This seems profoundly strange.
The universe spans some 176 Trillion Billion miles, and is an awesomely complex structure. After millennia of research, we have not yet scratched the surface of its untold depth and unbound mysteries. We have not even mastered the secrets embedded in a single cell. The Tabernacle, on the other hand, was around 150 feet long and 75 feet wide, and was a highly impressive structure, but essentially a small tent; a mini mobile "shtibel."
Why would the Torah be so expansive about the creation of a humble albeit splendorous tent in the desert and yet so terse about the creation of the cosmos with all of its infinite depth, majesty and grandeur? 31 verses for creation of the world, and almost half the book of Exodus for the creation of a mobile sanctuary!
Mortality into Eternity
This strange contrast conveys something profoundly important about the Torah’s perspective on life. For an infinite G-d to create a home for finite man is not a big deal. But for a finite man to create a home for an infinite G-d—that is a revolutionary notion. It constitutes the essential revolution of Judaism that from the fragmented pieces of our hearts we can construct a home for the Divine; that the ordinary stuff of human life can be carved into a dwelling place for the Almighty; that G-d craves to dwell in the space we designate for Him in the barren desert of human consciousness.
Creation of the universe is G-d's miracle—the miracle of converting energy into matter. Creation of a structure to house the Divine in a desert is man's miracle—the miracle of converting matter into energy; the wonder of a human being surpassing himself, transcending his finite egocentricity and turning his life into a home for the Divine—that story is deserving of close to 400 verses!
This is the essence of the Tabernacle story, which occupies almost half the book of Exodus and on the surface seems so remote from our present lifestyle: that a human being, through his or her minute and limited deeds, words and thoughts, can create a home for G-d in his or her daily life; that a frail and vulnerable human being is capable of creating a space in his or her heart for the living presence of G-d. This is the miracle of Torah.
The Talmud says it succinctly (Kesuvos 5a): "The deeds the good people are greater than the creation of heaven and earth."
This explains two enigmatic details about the Tabernacle story: 1) The obsession with details and nuances that seem irrelevant. G-d seems overly concerned with pegs, nails, beams, hooks, sockets, drapes, curtains, and bows. 2) Most of the measurements are half sizes not whole ones.

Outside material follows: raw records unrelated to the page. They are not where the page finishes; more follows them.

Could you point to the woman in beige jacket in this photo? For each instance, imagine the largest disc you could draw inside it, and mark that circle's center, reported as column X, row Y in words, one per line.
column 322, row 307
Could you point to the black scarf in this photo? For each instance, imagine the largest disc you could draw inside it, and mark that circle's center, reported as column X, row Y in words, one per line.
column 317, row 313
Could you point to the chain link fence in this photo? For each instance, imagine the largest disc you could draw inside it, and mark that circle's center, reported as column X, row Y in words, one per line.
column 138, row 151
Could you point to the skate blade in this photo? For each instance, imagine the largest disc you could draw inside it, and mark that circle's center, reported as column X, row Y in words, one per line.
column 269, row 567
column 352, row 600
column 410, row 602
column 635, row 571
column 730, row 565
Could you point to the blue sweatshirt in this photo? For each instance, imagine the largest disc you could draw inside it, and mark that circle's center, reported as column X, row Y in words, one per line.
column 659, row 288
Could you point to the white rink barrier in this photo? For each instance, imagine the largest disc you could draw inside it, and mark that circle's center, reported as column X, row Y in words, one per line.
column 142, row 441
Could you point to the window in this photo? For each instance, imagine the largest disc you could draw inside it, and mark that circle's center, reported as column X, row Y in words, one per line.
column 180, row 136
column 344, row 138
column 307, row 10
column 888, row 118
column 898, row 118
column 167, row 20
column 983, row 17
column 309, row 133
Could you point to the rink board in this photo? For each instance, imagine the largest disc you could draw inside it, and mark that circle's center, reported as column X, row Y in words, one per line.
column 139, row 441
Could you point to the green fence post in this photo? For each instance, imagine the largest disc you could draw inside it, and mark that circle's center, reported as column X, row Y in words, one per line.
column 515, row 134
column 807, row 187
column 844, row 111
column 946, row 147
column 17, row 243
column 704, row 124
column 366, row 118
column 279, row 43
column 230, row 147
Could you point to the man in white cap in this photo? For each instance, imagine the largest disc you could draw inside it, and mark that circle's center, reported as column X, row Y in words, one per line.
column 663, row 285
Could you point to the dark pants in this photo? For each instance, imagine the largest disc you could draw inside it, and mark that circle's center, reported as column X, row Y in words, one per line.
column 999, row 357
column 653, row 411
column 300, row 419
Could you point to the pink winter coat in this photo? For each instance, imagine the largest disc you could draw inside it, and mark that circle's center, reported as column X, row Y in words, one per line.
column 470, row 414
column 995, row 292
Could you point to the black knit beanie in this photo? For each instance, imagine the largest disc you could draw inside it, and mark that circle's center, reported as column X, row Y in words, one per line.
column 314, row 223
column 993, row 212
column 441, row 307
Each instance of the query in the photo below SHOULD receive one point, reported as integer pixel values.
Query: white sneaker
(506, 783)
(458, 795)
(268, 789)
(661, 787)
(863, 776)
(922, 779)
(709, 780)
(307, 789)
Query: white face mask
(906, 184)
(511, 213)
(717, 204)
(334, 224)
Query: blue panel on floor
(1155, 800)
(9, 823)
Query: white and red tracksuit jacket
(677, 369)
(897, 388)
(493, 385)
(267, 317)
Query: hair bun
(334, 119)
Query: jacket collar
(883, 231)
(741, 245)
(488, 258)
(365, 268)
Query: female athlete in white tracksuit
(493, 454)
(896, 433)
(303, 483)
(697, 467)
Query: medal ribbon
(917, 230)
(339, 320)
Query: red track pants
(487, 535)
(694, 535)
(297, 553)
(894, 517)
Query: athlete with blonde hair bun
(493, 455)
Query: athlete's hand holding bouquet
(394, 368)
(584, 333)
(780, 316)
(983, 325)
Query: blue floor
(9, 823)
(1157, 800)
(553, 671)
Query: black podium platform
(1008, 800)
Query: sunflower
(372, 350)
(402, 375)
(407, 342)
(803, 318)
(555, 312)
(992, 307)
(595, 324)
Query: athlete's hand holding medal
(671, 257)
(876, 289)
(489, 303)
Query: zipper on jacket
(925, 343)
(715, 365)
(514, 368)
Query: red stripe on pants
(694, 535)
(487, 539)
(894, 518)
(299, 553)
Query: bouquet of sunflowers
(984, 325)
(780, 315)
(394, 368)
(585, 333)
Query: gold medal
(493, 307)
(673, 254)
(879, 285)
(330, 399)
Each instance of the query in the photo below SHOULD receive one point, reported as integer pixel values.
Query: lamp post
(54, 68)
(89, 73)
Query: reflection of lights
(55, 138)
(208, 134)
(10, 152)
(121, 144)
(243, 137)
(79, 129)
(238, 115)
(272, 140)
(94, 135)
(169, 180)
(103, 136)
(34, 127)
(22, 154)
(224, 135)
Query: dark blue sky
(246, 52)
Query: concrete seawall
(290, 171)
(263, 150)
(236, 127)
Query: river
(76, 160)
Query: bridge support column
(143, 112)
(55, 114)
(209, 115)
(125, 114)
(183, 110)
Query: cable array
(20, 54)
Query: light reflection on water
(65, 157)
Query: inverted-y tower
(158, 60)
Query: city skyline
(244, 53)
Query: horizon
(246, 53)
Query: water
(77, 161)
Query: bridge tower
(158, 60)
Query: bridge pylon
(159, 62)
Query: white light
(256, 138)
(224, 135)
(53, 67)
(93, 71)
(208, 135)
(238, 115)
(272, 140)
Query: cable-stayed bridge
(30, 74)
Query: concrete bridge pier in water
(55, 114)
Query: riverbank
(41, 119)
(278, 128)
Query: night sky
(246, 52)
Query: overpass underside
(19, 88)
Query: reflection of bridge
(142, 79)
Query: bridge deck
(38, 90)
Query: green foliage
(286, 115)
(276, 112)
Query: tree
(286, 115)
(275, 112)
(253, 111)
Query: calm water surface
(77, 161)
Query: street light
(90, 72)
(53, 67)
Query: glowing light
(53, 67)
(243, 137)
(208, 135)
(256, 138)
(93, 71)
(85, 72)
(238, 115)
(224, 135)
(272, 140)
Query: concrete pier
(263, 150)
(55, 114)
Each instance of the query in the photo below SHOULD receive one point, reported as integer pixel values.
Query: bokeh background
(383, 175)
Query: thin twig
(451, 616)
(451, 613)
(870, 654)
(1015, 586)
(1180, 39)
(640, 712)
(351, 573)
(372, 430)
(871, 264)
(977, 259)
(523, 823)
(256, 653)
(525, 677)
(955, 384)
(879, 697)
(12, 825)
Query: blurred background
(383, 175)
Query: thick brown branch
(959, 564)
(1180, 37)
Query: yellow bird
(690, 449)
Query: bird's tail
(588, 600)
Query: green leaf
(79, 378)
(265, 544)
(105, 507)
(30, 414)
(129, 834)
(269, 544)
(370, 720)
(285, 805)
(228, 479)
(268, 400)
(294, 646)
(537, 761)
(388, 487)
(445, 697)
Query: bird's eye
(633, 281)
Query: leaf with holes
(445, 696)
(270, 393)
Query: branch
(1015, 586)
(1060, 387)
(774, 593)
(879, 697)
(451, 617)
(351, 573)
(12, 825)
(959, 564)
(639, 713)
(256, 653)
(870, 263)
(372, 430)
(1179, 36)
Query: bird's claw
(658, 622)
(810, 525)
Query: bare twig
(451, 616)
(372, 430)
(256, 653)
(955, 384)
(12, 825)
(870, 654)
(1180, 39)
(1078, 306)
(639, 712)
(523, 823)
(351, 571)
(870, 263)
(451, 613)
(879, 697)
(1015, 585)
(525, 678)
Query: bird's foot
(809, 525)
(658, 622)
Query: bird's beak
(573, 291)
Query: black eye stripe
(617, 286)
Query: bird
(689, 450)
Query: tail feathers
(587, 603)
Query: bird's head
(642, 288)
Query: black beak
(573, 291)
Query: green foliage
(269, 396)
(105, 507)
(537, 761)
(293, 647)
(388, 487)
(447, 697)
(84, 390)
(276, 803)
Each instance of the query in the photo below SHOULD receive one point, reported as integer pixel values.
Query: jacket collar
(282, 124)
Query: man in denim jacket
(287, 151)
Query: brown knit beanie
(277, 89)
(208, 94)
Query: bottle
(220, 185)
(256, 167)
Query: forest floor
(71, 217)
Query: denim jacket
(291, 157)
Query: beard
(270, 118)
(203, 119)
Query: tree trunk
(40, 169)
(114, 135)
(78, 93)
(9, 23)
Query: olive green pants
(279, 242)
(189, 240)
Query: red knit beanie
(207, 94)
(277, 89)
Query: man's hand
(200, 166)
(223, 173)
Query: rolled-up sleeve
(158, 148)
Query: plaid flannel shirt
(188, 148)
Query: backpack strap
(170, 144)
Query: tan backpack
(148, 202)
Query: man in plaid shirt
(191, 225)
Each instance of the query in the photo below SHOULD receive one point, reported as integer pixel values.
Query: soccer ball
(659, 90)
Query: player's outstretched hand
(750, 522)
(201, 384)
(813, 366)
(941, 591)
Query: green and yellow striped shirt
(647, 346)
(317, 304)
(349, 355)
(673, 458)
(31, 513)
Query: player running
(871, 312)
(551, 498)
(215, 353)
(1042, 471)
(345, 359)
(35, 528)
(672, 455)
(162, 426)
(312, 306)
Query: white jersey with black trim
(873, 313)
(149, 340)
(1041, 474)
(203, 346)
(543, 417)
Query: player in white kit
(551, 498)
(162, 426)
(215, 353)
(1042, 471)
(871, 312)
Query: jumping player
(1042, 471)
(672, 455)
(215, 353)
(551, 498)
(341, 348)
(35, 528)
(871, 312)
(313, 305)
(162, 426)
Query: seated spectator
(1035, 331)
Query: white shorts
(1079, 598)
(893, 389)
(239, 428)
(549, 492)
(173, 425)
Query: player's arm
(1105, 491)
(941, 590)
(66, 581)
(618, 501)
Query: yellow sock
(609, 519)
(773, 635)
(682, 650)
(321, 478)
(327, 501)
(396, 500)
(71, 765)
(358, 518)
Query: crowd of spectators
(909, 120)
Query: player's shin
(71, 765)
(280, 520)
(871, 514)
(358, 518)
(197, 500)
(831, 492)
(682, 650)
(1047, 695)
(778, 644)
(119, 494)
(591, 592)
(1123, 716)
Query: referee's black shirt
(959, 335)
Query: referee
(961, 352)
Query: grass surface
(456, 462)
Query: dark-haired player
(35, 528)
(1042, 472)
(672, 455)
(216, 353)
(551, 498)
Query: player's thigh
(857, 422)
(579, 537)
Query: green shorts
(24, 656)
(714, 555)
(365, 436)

Why not wholesome measurements?
Yet this captures the essence of the narrative. Our lives are defined by details, and most of them seem mundane. And we always do things in “half,” never complete, as we are fragmented creatures and there is always something left to do in order to complete the work. "No man dies with half of his ambitions fulfilled," states the Midrash. This, then, is the message of the story: our disjointed and fragmented lives, the many diverse details of our mundane life, can all become a home for the absolute and undefined reality of G-d.
(This essay is based on the discourse Gedolim Maasei Tzadikkim 5685 (1925), by the sixth Lubavitcher Rebbe, Rabbi Yosef Yitzchak Schneerson).